Wear Sleeves (Leg, Knee, Shoulder, Elbow, etc)

Choosing to use sleeves if your joints are weak or have had injuries before is a great way to protect yourself.

They will help support your joints and muscles so that you don’t put too much strain on them while wakeboarding.

Ways to Manage Soreness During a Ride

During a ride, you can also do things to help manage any aches and pains you may be experiencing.

Stop When Needed

If you are starting to feel pain then it is important to stop and take a break.

Resting for a few minutes will help your body recover and prepare for the next run.

Maintain Proper Form

Making sure you use proper technique and form while wakeboarding is important to avoid an injury in wakeboarding.

If you start to feel pain then it is a sign that you are not using proper form and need to make some adjustments.

Ways to Manage Soreness Post Ride

After the end of the ride, or rides in a day, is the time to really do some work to help your body recover.

Hydration With Electrolytes

It is important to drink plenty of fluids after wakeboarding, but you also need to make sure you are replenishing your electrolytes as well.

You can do this by drinking sports drinks, using something like LMNT which is developed as a recovery mix, or even just adding some salt to your water.

Shower to Remove Dirt and Irritants

Getting a shower can help remove any dirt, debris, or irritants that may be on your skin.

It is important to make sure you use a soap that is gentle and won’t further irritate your skin.

After the shower, it is also important to properly moisturize your skin to help it recover from any sun exposure.

Foam Roll Muscles

Rolling out your muscles will help get better blood flow to them and help them recover.

You can use a foam roller, lacrosse ball, or even just your hands to massage your muscles.

Be sure to focus on the areas that are the sorest.

Ice Down

Icing the sore areas can help reduce inflammation and pain.

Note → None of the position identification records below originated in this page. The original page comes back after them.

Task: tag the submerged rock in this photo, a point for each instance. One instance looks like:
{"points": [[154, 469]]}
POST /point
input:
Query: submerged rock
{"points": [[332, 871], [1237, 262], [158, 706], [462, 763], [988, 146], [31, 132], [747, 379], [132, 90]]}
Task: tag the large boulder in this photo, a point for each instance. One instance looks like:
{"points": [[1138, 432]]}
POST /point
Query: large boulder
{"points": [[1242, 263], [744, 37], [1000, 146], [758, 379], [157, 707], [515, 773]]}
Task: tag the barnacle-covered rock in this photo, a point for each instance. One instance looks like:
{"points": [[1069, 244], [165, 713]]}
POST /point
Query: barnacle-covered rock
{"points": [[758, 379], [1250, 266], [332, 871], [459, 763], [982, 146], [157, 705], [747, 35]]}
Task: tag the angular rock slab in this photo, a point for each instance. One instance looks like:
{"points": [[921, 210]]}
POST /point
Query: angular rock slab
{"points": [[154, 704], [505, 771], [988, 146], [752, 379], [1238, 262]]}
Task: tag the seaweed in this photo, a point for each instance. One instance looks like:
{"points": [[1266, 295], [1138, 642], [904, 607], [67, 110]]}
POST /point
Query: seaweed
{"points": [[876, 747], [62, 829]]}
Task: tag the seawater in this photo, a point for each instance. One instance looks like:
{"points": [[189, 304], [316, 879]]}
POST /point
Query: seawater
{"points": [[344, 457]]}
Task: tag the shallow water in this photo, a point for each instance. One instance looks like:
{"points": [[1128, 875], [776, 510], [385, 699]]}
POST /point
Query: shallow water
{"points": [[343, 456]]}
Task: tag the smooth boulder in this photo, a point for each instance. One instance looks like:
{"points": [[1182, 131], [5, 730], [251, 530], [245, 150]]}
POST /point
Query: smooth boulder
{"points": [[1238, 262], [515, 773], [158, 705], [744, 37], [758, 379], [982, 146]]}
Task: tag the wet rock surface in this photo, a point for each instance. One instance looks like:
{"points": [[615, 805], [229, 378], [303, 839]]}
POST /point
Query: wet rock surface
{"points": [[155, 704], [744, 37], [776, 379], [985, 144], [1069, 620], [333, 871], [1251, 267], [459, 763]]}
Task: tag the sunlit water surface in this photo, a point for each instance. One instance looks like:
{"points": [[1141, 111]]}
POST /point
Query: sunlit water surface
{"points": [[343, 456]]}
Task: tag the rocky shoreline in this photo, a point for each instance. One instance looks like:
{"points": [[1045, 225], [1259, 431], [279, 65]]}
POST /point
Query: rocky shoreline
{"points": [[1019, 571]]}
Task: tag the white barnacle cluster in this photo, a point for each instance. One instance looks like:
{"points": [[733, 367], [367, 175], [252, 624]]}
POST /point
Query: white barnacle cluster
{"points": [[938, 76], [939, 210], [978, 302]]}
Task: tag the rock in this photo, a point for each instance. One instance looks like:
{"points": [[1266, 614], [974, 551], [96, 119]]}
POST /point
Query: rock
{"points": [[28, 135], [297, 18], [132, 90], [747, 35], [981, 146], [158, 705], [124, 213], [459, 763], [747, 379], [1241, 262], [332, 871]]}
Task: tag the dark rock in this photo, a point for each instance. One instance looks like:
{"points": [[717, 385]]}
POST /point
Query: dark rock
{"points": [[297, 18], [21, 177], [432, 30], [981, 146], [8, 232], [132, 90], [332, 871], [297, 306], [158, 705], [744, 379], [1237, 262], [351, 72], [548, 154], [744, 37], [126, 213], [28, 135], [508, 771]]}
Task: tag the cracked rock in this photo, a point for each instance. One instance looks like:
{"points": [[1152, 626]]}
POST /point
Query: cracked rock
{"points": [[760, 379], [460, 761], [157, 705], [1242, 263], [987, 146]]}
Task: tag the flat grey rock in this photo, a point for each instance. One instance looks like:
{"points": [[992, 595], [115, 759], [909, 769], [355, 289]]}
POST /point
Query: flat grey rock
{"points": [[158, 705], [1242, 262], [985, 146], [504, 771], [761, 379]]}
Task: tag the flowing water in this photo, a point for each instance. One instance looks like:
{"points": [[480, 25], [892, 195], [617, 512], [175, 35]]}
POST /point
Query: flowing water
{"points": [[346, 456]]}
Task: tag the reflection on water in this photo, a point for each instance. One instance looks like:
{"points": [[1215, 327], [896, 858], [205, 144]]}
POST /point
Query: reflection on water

You can use a bag of ice or even just a towel soaked in cold water.

Run a Massager With Heat and Cold

If you have the ability to purchase or already own a quality heat massager like the HyperIce Venom I can’t tell you how valuable a solid massage with heat and cold can help you recover faster.

Final Thoughts on Avoiding Wakeboard Soreness

There are many things that can contribute to why you are sore after wakeboarding, but the good news is that it is usually just temporary.

You can help manage the pain by stretching and warming up beforehand, staying hydrated, and using proper form.

If you do experience pain, be sure to take a break and rest when needed.

After the ride, use some of the methods above to help your body recover and prevent further soreness.